A business cycle is a cycle of fluctuations of the economic activity measured by the gross domestic product, or GDP, of a country. From its trough to peak, it is divided into 5 important stages, as defined by Calverley, and shown below.
The first stage after the trough is recovery. The economy slowly begins to pick up after a recession. Good investments at this point are cyclical stocks and commodities, followed by riskier assets. Cyclical stocks are those that move with the economy. Examples include auto manufacturers, clothing stores, dining and restaurants, etc.
The second stage is early upswing. The economy continues to gain momentum as consumer and investor confidence grows. Good investments are stocks and real estate.
In the late upswing stage, stock valuations will have peaked, along with prices of riskier assets. Interest rates have probably increased at this stage. So it is also a good time to invest in interest-rate sensitive stocks, such as banks, and bonds. Bonds are cheaper because of high interest rates. Bond prices are inversely proportional to yields.
In the slowdown stage, bonds and interest rate sensitive stocks continue to remain attractive investments. These will benefit from the monetary policy that will like ease in the next stage.
The final stage in the cycle is recession. Monetary policy will be eased – that is, the short-term interest rates will be lowered. This will benefit bonds and stock valuations. However, there is a lag before recovery when investor sentiment normalizes. This is a good time to invest in stocks and commodities.
According to the National Bureau of Economic Research, since 1857, the United States has been through 33 business cycles. The average length of cycles has been close to 70 month. 2007-2009 was the last recession.
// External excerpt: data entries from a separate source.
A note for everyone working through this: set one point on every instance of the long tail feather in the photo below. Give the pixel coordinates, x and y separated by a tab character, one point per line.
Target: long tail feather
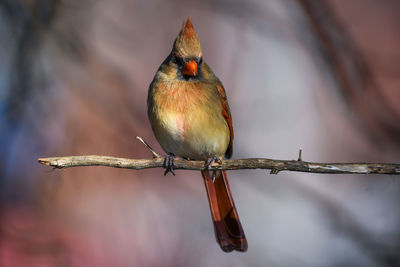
228	230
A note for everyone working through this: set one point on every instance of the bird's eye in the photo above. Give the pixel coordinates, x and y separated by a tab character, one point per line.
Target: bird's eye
177	60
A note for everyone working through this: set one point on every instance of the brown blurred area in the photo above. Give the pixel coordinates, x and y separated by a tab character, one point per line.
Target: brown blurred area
320	75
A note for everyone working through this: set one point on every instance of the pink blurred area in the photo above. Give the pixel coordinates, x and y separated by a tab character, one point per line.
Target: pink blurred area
74	81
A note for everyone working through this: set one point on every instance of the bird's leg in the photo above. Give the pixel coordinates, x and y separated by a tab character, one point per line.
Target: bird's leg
210	162
169	163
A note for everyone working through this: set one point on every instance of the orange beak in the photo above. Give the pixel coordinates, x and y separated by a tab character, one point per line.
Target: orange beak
190	68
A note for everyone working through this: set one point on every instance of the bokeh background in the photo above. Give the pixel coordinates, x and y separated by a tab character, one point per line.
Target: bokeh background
320	75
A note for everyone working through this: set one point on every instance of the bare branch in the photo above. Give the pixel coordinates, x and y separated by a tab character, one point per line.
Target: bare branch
252	163
155	155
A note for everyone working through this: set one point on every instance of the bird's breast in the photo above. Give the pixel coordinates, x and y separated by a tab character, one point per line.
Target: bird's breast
187	121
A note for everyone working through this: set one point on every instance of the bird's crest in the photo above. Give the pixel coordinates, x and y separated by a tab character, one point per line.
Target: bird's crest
187	44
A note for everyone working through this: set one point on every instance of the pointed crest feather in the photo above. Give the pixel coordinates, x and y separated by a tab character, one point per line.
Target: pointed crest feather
187	44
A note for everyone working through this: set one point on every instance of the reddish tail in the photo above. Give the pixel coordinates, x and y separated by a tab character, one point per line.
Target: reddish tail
228	230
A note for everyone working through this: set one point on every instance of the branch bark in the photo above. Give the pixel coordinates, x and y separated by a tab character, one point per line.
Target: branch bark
251	163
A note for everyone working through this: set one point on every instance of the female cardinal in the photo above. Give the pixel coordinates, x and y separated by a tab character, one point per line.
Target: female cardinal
189	113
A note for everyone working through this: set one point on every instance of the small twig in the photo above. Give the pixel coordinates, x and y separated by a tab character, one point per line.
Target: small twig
299	158
155	155
252	163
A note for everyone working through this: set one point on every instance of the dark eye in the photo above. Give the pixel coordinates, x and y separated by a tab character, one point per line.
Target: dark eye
177	60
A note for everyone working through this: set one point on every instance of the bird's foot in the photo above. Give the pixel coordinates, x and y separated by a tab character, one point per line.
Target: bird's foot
169	164
210	162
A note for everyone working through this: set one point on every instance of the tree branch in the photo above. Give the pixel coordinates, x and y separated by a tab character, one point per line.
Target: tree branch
251	163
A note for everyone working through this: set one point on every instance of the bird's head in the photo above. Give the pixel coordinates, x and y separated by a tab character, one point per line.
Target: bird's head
186	52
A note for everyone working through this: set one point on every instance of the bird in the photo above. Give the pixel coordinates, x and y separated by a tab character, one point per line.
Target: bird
190	117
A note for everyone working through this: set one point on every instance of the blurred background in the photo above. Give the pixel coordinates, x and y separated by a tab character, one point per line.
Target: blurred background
318	75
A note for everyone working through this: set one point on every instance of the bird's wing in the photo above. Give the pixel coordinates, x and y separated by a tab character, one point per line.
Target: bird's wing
226	113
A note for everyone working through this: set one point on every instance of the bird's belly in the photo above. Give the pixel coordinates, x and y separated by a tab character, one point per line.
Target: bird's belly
193	134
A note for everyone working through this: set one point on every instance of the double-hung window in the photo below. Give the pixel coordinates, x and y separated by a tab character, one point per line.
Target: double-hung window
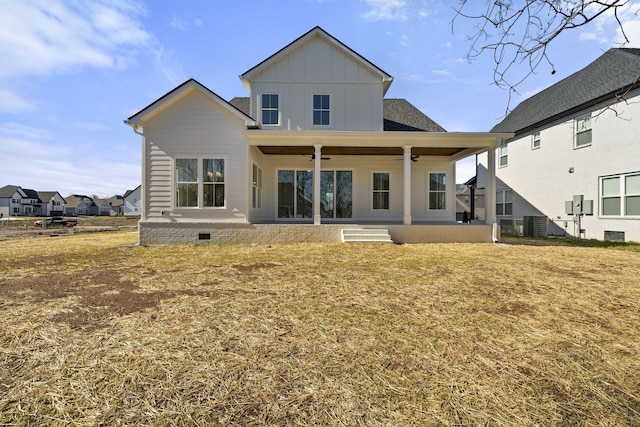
583	130
270	109
321	110
504	202
503	155
257	187
535	141
437	191
620	195
200	182
380	190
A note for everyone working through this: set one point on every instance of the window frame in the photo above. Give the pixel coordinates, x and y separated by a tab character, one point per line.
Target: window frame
270	108
580	130
431	191
503	153
256	187
375	191
623	194
502	202
535	141
200	182
321	110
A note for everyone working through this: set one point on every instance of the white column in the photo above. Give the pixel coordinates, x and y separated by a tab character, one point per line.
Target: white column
406	218
316	184
490	188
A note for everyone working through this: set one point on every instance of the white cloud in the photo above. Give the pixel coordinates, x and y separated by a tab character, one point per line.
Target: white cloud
386	10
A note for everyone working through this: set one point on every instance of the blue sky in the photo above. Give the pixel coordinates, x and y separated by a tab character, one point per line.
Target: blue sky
72	71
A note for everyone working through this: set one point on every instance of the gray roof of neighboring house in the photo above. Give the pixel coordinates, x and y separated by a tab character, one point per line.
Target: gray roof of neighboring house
8	191
398	114
613	73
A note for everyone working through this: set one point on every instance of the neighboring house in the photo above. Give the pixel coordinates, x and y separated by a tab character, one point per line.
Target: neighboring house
104	207
132	202
117	205
78	204
11	200
314	151
52	203
574	161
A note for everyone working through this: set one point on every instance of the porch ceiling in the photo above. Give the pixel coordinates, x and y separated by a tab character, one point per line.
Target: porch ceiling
358	151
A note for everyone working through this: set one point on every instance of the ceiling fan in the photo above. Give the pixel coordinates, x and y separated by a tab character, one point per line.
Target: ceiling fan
414	157
313	157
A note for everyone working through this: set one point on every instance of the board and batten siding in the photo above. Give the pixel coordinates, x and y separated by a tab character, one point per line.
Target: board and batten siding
318	68
195	127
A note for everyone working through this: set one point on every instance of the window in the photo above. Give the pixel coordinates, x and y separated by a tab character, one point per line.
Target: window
503	155
213	182
270	112
380	190
321	110
208	191
583	130
535	141
295	194
257	187
620	195
504	202
437	191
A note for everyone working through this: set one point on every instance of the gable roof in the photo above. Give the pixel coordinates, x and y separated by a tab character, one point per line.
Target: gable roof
398	115
613	73
176	94
318	32
9	190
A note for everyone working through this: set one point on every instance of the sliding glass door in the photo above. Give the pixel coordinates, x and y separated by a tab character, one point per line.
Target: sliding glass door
295	194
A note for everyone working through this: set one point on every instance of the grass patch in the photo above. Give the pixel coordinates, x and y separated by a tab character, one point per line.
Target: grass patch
98	332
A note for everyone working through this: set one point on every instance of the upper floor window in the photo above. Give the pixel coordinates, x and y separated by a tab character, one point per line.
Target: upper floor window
208	191
504	202
620	195
535	141
381	190
270	109
321	110
583	130
503	155
437	191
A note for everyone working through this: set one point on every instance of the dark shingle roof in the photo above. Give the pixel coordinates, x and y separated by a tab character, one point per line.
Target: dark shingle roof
611	74
399	115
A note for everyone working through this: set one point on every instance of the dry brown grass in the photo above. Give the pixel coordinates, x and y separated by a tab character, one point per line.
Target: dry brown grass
98	332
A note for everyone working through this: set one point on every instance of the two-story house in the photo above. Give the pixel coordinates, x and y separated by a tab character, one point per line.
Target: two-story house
574	160
314	153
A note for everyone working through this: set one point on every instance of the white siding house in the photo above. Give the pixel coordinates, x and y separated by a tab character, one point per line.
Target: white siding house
315	149
576	139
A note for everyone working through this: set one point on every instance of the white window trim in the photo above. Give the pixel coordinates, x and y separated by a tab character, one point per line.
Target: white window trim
500	156
330	125
373	190
279	109
622	195
575	131
446	191
533	140
199	159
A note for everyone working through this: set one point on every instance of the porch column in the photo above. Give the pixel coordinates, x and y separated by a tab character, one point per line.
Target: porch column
316	184
490	187
406	218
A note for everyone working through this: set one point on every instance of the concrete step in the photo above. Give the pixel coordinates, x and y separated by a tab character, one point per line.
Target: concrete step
366	235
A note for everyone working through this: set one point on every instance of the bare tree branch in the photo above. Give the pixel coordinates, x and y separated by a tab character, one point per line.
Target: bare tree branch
517	32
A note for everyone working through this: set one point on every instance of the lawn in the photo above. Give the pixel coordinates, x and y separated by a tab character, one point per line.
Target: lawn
96	330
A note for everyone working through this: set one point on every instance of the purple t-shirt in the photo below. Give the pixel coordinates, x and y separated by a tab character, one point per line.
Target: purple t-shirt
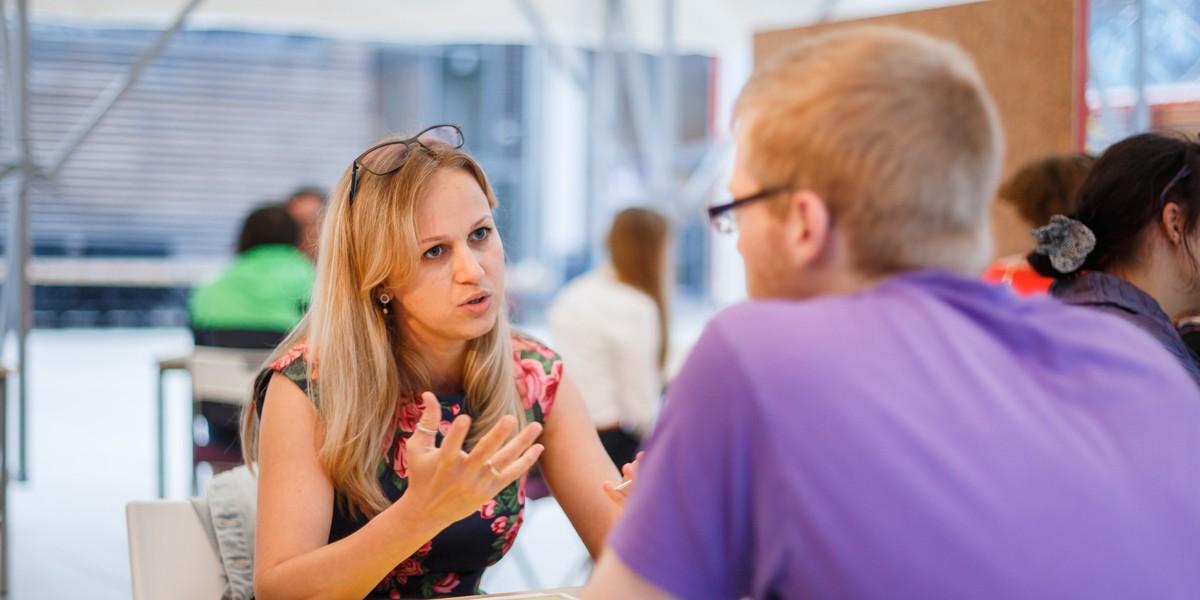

Since 2009, the US economy has expanded. In March of 2019, it seems to be slowing down. Recession is still expected to be about a year out.
Where are we now in the business cycle?
It is impossible to know exactly where we are and how long we have before the next stage in the business cycle begins. However, there are some helpful indicators that economists use for that purpose, such as housing starts, unemployment, inflation, average hourly earnings, the yield curve, etc.